On March 5 Aleesha was transferred to Bristol Children’s Hospital to start pre-transplant chemotherapy and immunotherapy and then on 13 March Aleesha had her bone marrow transplant.
Just as Aleesha had her transplant, the national lockdown came into effect.
“On the Bristol ward in the parents kitchen there was only a microwave. You could only swap with another parent, Steve was at home with the other two, and the difference with not having a CLIC House was immense.
“Aleesha and I have such an amazing relationship but it was really hard, being in a tiny room 24 hours a day. Bristol is over 2 hours away from Weymouth, I would have to drive home in the evening once she was asleep, Steve would go early in the am, so I could do all of our washing and cook, it was such a difficult time.”
Soon, Aleesha’s blood counts had recovered and she was doing well but the doctors wanted to keep her closeby. Sam’s House was still closed but CLIC House, another Home from Home nearby, agreed to open just for them.
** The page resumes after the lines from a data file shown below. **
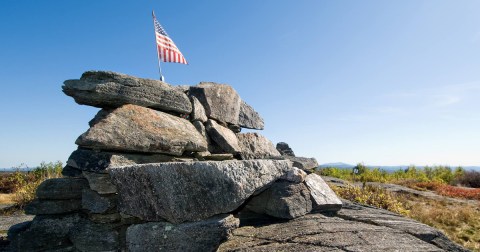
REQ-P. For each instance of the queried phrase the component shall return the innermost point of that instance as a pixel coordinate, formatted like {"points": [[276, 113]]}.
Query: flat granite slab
{"points": [[354, 228]]}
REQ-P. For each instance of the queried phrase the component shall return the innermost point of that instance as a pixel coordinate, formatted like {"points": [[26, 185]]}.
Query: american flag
{"points": [[167, 50]]}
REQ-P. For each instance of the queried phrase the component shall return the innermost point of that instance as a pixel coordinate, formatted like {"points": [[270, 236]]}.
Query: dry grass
{"points": [[6, 198], [460, 221]]}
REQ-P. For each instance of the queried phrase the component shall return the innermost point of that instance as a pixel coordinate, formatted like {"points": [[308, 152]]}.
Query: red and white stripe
{"points": [[168, 51]]}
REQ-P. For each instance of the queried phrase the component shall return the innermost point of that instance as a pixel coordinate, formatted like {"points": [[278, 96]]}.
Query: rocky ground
{"points": [[354, 228]]}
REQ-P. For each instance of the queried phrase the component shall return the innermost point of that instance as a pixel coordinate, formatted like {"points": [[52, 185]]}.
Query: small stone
{"points": [[256, 146], [224, 137], [295, 175], [139, 129], [97, 161], [303, 163], [198, 112], [46, 232], [221, 102], [111, 90], [323, 197], [90, 236], [249, 118], [96, 203], [105, 218], [204, 235], [284, 149], [101, 183], [61, 188], [283, 199], [37, 206], [219, 157]]}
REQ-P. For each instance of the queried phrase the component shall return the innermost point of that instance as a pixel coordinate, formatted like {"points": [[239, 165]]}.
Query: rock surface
{"points": [[37, 206], [284, 149], [45, 233], [317, 232], [295, 175], [139, 129], [110, 90], [223, 137], [61, 188], [303, 163], [249, 118], [192, 191], [203, 235], [100, 183], [324, 199], [98, 161], [221, 102], [283, 199], [256, 146], [89, 236], [198, 112], [96, 203]]}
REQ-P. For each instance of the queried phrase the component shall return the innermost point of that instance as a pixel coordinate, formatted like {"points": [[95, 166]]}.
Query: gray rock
{"points": [[219, 157], [98, 161], [37, 206], [192, 191], [139, 129], [295, 175], [316, 232], [100, 183], [96, 203], [249, 118], [198, 112], [105, 218], [283, 199], [205, 235], [45, 233], [61, 188], [303, 163], [110, 90], [256, 146], [324, 199], [90, 236], [234, 128], [284, 149], [221, 102], [223, 137]]}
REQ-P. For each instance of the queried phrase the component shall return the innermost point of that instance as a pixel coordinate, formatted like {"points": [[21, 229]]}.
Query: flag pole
{"points": [[156, 45]]}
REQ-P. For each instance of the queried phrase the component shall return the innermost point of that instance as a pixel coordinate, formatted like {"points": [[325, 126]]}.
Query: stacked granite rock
{"points": [[165, 168]]}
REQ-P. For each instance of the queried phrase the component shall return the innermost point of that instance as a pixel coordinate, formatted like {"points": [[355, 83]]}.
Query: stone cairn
{"points": [[166, 168]]}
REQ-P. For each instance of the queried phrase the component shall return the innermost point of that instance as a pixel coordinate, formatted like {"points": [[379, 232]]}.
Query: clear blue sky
{"points": [[379, 82]]}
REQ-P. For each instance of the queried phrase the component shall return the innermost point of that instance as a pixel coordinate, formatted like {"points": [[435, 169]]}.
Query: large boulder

“Just for Aleesha being able to sit in the garden was wonderful to see her face!”
Aleesha soon went home to be with her sisters and family. While she has had a few scares and admissions since, she is healthy and doing well. Aleesha, however, has been struggling with the emotional impact of what she has been through – she started having panic attacks.
“It’s hit her now what she has been through. She loves schools but she spent 2 years away from everyone her age, she is struggling with it.”
Now, after treatment and shielding, Aleesha and her family are looking forward to slowly getting back to seeing friends, family and going back to school. Mum Emma says the support of the Homes from Home meant so much to them.
“The home has everything you could ever wish for and more and it really does feel like a home away from home.
“Without the support of Young Lives vs Cancer I honestly do not know where we would be now and without Lorraine I think I would have fallen apart. Jeans house and the staff there will always have a truly special place in our hearts.”